A small food producer is hoping to highlight the “great baking tradition in Northern Ireland” with a themed biscuit.

Iconic Biscuits, based in Lisburn, Co Antrim, has created a hexagonal shaped sweet treat reflecting tourist landmark the Giant’s Causeway.

Made from locally sourced butter, honey and whiskey, the product will debut next month and has been developed to address a gap in the market for a distinctive Northern Ireland biscuit in the tourism and hospitality sectors, director Michael Thompson said.

“All the complimentary biscuits used by hotels here are either from England or Scotland,” he explained.

“Scottish shortbreads, for example, are featured in rooms in hotels and guest houses. Even the shop in the Giant’s Causeway in Co Antrim sells shortbreads made with English clotted cream, featuring an image of the Causeway.

“I’ve nothing whatsoever against these biscuits - their quality and taste are good. But it seemed to me that we’ve a great baking tradition in Northern Ireland and could be doing more to showcase this.”

Local bakery Yellow Door, based in Portadown, Co Armagh, will make the biscuits on behalf of Thompson, a food marketing professional by trade, who is also baking small batches in his home kitchen.

A second biscuit is also in development and should be ready for production by Christmas, Thompson added.

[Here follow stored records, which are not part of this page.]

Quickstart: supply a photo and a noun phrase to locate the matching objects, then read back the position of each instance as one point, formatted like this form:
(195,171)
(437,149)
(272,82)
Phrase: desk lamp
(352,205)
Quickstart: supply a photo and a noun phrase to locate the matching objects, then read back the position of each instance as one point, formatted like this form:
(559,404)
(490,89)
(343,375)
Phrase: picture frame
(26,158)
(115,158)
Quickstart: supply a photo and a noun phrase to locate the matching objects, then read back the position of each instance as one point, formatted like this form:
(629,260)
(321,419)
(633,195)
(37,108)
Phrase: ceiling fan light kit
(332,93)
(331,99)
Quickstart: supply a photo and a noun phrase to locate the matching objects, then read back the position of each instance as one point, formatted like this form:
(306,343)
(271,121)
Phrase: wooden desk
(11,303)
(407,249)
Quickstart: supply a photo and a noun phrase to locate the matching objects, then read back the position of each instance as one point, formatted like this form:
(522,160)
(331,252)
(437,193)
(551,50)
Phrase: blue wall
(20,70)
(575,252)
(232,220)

"I want visitors to Northern Ireland to have an opportunity to savour genuine flavours of Northern Ireland, such as grass-fed butter, Antrim honey and whiskey, along with tea or coffee in their rooms and other facilities in their hotels, guest houses and B&Bs.

“I think the hospitality sector here should be offering more locally branded food. We need to be showcasing our excellent produce at every opportunity and particularly on menus to tourists and other visitors. More distinctive Northern Ireland-branded foods are essential to enable us to build on the success of the recent Year of Food and Drink."

Yellow Door Bakery recently partnered with craft brewery Pokertree Brewing of Carrickmore to create a new beer from sourdough yeast.